# Getting into the US without a degree?



## [HP] (Aug 14, 2010)

hey guys! 

First time posting here! Very useful forum, with a lot of info!

I'm Portuguese, living in Germany. A new job opportunity may be right around the corner, but the catch is that I don't have a degree, although I do have some professional experience (4 years professional experience + 5 years freelance/amateur experience) 

How hard is for someone without a degree, but with a few years of experience to get a H1B visa?
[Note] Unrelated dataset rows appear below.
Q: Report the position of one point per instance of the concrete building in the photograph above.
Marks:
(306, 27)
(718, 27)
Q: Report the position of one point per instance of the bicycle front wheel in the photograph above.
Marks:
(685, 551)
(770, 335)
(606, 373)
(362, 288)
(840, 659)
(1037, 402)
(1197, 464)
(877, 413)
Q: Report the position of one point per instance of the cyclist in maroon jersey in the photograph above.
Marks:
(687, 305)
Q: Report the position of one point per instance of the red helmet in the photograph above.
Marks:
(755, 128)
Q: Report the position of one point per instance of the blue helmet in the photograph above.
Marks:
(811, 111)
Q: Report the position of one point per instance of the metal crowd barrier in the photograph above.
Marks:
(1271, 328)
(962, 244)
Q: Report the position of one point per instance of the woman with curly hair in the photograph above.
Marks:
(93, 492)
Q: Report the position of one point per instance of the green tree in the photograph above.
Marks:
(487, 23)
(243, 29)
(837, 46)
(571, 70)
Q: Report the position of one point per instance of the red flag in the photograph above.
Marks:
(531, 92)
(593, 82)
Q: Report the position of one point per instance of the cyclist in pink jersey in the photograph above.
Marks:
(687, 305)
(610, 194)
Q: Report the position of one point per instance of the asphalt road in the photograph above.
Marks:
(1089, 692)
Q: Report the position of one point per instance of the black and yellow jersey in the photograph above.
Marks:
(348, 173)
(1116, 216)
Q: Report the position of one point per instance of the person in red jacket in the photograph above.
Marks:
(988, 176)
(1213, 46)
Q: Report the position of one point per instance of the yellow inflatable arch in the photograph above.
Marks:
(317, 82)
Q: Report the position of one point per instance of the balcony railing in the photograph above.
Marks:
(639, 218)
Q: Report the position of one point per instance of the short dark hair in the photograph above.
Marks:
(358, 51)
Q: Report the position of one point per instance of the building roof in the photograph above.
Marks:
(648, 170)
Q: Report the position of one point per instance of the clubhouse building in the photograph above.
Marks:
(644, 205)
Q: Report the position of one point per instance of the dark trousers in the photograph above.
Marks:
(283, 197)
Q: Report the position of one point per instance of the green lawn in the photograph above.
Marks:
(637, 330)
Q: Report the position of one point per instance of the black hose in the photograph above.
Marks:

Another question, my girldfriend also has no degree, how hard would it be to try and get one for her too, considering I would get one? (I know that if we were married she would get one automatically, but it's not the case)

Thanks guys!

PS. My field is game art.


----------



## Fatbrit (May 8, 2008)

[HP] said:


> hey guys!
> 
> First time posting here! Very useful forum, with a lot of info!
> 
> ...


It's going to be tricky without a degree. At the moment, you can substitute 12 years of experience for a degree. Whether your experience could count is a matter for an US immigration attorney to dissect. There's also the slight possibility of an O visa in there. Again, you'd need an experienced attorney to see if you had a case. The other alternative--which does not require a degree--is to work for the company's overseas branch for a year and apply for an L visa.

If you cohabit with the gf, she can tag along on a B2. She couldn't work, but neither could she on an H4. Failing that, she's got to find her own ticket. The second sticky gives a bunch of yes/no questions -- yes answers are what she needs!


----------



## [HP] (Aug 14, 2010)

Thanks for the info Fatbrit! 

12 years? wow, last time I read was 8, and I also read that they might bring it down a notch.

As far as I know, the company that contacted me has a dedicated emigration attorney, but still, I don't think I'm qualified yet. (Not enough professional years) Probably still need to work a few more years here in europe.

Gotta love burocracies! 
We'll see how it will turn out, again, thanks.


----------



## Fatbrit (May 8, 2008)

[HP] said:


> Thanks for the info Fatbrit!
> 
> 12 years? wow, last time I read was 8, and I also read that they might bring it down a notch.
> 
> ...


It's 3 years for every year of a 4-year bachelor degree that you're missing.

Last time immigration reform was on the table (but didn't pass), this substitution of experience for paper was going to be removed altogether from the H1b program.


----------